I'm aiming to change exhaust system from low horizontal pipe to vertical pipe above cabin roof. Current system causes high volume of exhaust gas to enter cabin. Any advice if a pipe can be be supplied 'Off the Shelf'?


----------



## pogobill (Jan 31, 2012)

Welcome to the forum. Any research shows the many of these tractors had vertical exhaust systems. Should be easy to convert with off the shelf items.


----------



## XLENDI (Jul 22, 2019)

DongFeng Johnny said:


> I'm aiming to change exhaust system from low horizontal pipe to vertical pipe above cabin roof. Current system causes high volume of exhaust gas to enter cabin. Any advice if a pipe can be be supplied 'Off the Shelf'?


What model engine do you have , engine models in our neck of the woods are .ZN490BT /TY395IT /ZN390T.
Cheers.Alex.


----------



## DongFeng Johnny (May 7, 2021)

ZN490


----------



## XLENDI (Jul 22, 2019)

DongFeng Johnny said:


> ZN490


HI can you send your email number mine is [email protected] , i am not trying to sell you parts,, will help you where i can. i get my parts direct from DF China, cost of parts is ridiculously low.
i can send you parts break down and numbers. That is what this forum is all about helping each other out. If it helps i can give you the contact in china no problem. i do not know how to do down loads and all the things people do with computers, Hence my office lass can scan and email to you. DHL china is cheap compared to our neck of the woods.
I head to the farm on the island of Santo on the 13/05 and be away a couple of weeks Cheers. Alex.


----------



## DongFeng Johnny (May 7, 2021)

Ok email soon: [email protected]


----------



## XLENDI (Jul 22, 2019)

DongFeng Johnny said:


> Ok email soon: [email protected]


INFO ON THE WAY TO YOU.


----------



## DongFeng Johnny (May 7, 2021)

No email has arrived yet. Would you please check the email address?


----------



## XLENDI (Jul 22, 2019)

DongFeng Johnny said:


> No email has arrived yet. Would you please check the email address?

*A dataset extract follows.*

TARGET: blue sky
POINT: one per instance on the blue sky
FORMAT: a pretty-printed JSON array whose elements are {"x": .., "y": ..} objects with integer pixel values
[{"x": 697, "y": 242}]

YEP WRONG EMAIL NUMBER , ON THE WAY NOW., My age got a legitimate excuse..
cheers.


----------



## DongFeng Johnny (May 7, 2021)

No email yet


----------



## XLENDI (Jul 22, 2019)

DongFeng Johnny said:


> No email yet


Tried again now , i have resent 2 pic , but one at a time.. Cheers.


----------



## DongFeng Johnny (May 7, 2021)

Thanks scanned info arrived


----------